Buch-Rezension
Chris Heath, Robbie Williams: Feel
Im Sommer 2002 durfte der britische Musikjournalist Chris Heath den Musiker, Sänger und Entertainer Robbie Williams für zwei Wochen begleiten, um Material für einen Zeitschriftenartikel zu sammeln. Da Robbie Williams (wie Heath später beschreibt) im Privat - wie Berufsleben stets von einer Gruppe Menschen umgeben ist, die für ihn arbeitet und deren Anwesenheit er schätzt, wurde der Journalist einfach Teil dieses Begleitteams.
Die Sympathie, die Heath und Williams füreinander empfanden, wuchs und eine Art Freundschaft entstand. Aus geplanten zwei Wochen wurden viele Monate gemeinsam verbrachter Zeit. Die Idee, ein Buch über Robbie Williams als Mensch und Künstler zu schreiben, entstand daher schnell und wohl auch fast zwangsläufig.

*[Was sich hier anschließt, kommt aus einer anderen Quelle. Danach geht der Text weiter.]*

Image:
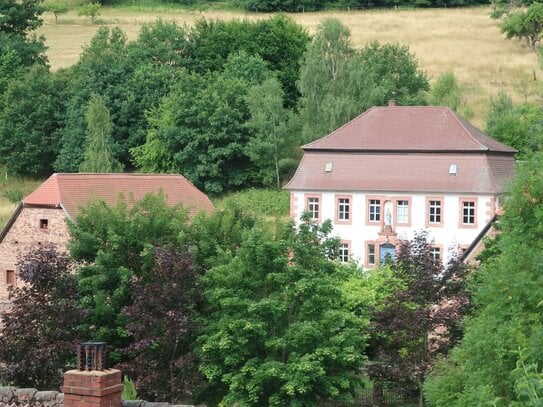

"Feel", in der Originalausgabe 2004 in England erschienen, ist ein umfangreiches Werk.
Es gewährt dem Leser auf über 600 Seiten einen tiefen Einblick in das Fühlen, Denken und Leben des Robbie Williams.
Es zeigt insbesondere, wie eine so individuelle Persönlichkeit auf die Umstände reagiert, die das Leben im modernen Musikbusiness mit sich bringt.
Seit Robbie Williams sechzehn Jahre alt ist, also fast sein halbes Leben lang, war er in der Musikbranche tätig. Zuerst als Mitglied der Gruppe "Take That", dann als Solokünstler, dessen Aufstieg zum Superstar mit dem Erfolg seiner Single "Angels" (R.Williams/G.Chambers 1997) den endgültigen Schub bekam. Robbie Williams ist daher ein "alter Hase" im Geschäft. Er hat alle Seiten des Musiker- und Prominentendaseins erlebt, doch ließ ihn das nie zu einem abgeklärten Showprofi werden. Dass Chris Heath diese beständige Offenheit und Sensibilität des Robbie Williams herausarbeitet, ist die besondere Qualität des Buches und macht den Musiker für den Leser sympathisch.
Gleichzeitig bietet "Feel" allgemein einen interessanten Einblick in bestimmte Mechanismen und Eigenheiten der Musikbranche.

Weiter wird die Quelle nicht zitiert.